Mientras pronunciaba esas palabras sintió una fuerte renuencia. Le parecía una pérdida absurda matar a tantos soldados dispuestos a luchar contra la Sombra. Pero no veía otra salida.

Balwer asintió con la cabeza; el hombrecillo olía a ferocidad. ¿Qué le habrían hecho los Capas Blancas? El huraño secretario estaba obsesionado con ellos.

La reunión empezó a disgregarse. Perrin fue hacia el costado abierto de la tienda y observó la marcha de los grupos separados; Alliandre y Arganda se dirigían a su sector del campamento. Faile caminaba junto a Berelain y, cosa extraña, las dos iban charlando. Los efluvios de ambas indicaban que estaban enfadadas, pero las palabras que pronunciaban sonaban amistosas. ¿Que se traerían entre manos esas dos?

En el suelo de la tienda sólo quedaban unas manchas húmedas de la bandeja caída. ¿Qué le pasaría a Maighdin? Un comportamiento imprevisible como el suyo resultaba perturbador; con frecuencia, lo seguía alguna manifestación del poder del Oscuro.

—Milord… —llamó una voz, precedido de una discreta tosecilla.

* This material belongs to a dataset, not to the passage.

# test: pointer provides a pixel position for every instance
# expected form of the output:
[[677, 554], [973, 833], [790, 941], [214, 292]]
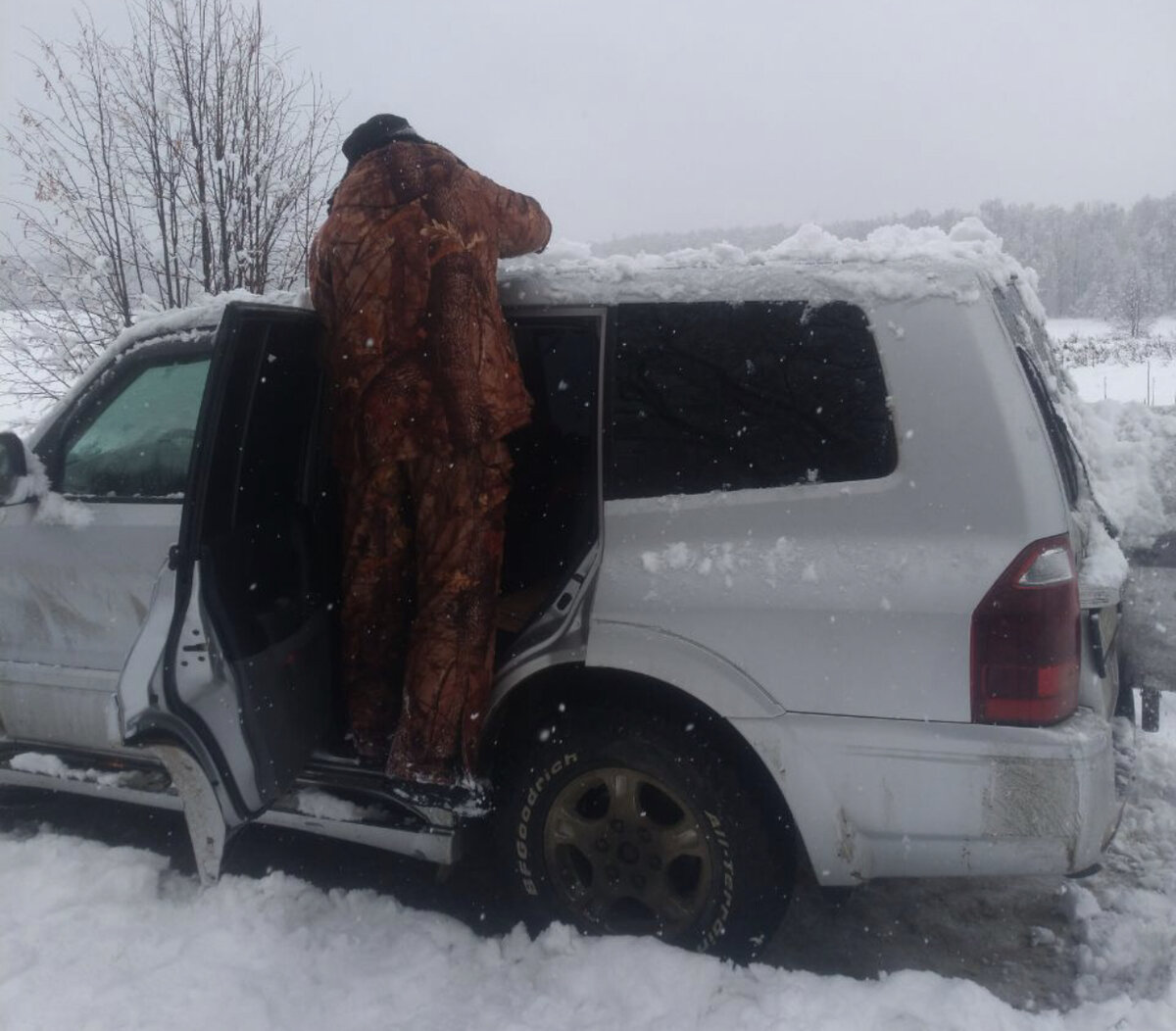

Perrin se volvió al caer en la cuenta de que Balwer seguía detrás de él. El secretario tenía las manos enlazadas ante sí. Su aspecto era el de un montón de palos que unos niños hubieran vestido con una camisa y una chaqueta muy usadas.

—¿Sí? —preguntó.

—Resulta que he oído por casualidad algunas noticias de… eh… cierto interés mientras visitaba a los estudiosos de Cairhien.

—Encontraste suministros, ¿verdad?

—Sí, sí. Tenemos existencias suficientes. Un momento, por favor. Creo que os interesará la conversación que oí sin poder evitarlo.

—Bien, cuenta, pues.

Perrin entró de nuevo en el pabellón que en ese momento abandonaba el último de los asistentes a la reunión.

—En primer lugar, milord —empezó Balwer en voz baja—, parece ser que los Hijos de la Luz están confabulados con los seanchan. Ahora lo sabe todo el mundo, y me preocupa que las fuerzas que tenemos cerca estuvieran plantadas ahí para…

—Balwer —lo interrumpió Perrin—, sé que odias a los Capas Blancas, pero ya me has contado esa noticia media docena de veces.

—Sí, pero…

—No quiero oír nada más de los Capas Blancas —advirtió, alzando una mano—. A menos que sean noticias específicas sobre esa fuerza que tenemos enfrente. ¿Algo nuevo sobre eso?

—No, milord.

—Muy bien, pues. ¿Alguna otra cosa que quieras decirme?

Balwer no dio señales de estar enfadado, pero Perrin olía su descontento. La Luz sabía que los Capas Blancas tenían que dar cuenta de muchas cosas, y comprendía que Balwer los odiara, pero ese asunto empezaba a empacharlo.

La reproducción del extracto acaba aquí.